What is the cost of HS2?
FoI request submitted
ANTI-HS2 campaigners have reacted with anger about a Freedom of Information request over the cost of the project.
Chiltern District Councillor Seb Berry, pictured, submitted a Freedom of Information request explaining that the £50billion estimate was based on 2011 figures and asked for an updated amount.
The reply from HS2 Ltd simply said: “We do not hold this information.”
The Department for Transport issued a fuller response saying: “I am writing to advise you that following a thorough search of our paper and electronic records, I have established that the information you requested is not held by this department because we have no business need to estimate the cost of HS2 in 2015 prices.”
Councillor Berry responded: “It beggars belief that ministers don’t know what the current price tag of HS2 is. Surely the DfT must know the answer to this most basic of questions?
“In their own PR terms it’s obviously better for Government and HS2 Ltd to keep using the lower 2011 prices figure.”
Stop HS2 campaign manager Joe Rukin added: “The arrogance from the Department for Transport, not just that they don’t know the current price of HS2, but that they don’t see any need to know what it is, is both astounding and completely irresponsible.
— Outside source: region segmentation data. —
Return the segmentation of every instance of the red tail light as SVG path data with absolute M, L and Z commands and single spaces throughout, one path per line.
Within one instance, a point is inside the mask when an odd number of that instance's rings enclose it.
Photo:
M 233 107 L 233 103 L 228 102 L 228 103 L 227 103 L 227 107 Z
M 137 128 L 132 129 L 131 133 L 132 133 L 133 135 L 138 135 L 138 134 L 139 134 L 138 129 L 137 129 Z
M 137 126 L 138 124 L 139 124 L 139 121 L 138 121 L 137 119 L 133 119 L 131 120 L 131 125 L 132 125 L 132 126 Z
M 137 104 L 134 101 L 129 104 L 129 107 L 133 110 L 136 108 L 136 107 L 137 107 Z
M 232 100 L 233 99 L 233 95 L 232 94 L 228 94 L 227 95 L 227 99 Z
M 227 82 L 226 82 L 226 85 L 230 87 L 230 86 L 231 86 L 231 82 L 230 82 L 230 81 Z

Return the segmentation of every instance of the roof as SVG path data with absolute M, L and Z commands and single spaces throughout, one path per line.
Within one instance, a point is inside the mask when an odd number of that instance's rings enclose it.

You would have thought that the Government might think that the effect of inflation, especially when construction wage inflation was four times that of average wages and three times general inflation last year is important when they started with a cost of £32bn in 2010 and are already up to £50bn.
“The Government’s own figures for public sector construction show that the cost of contracts went up by 13% between 2011 and 2014, but they are choosing not to apply this fact to the cost of HS2, because it will damage the case for their vanity project.”
Penny Gaines, chair of Stop HS2, said: “With spending on HS2 expected to be several billion a year in the next few years, it is inconceivable that they do not keep track of the expected costs to the British taxpayer.
“If they don’t know what things should cost in current terms at a time when they are negotiating contracts with suppliers, they will never be able to keep control of the budget in the future.
“There is just too great a potential for errors and massive overspends.”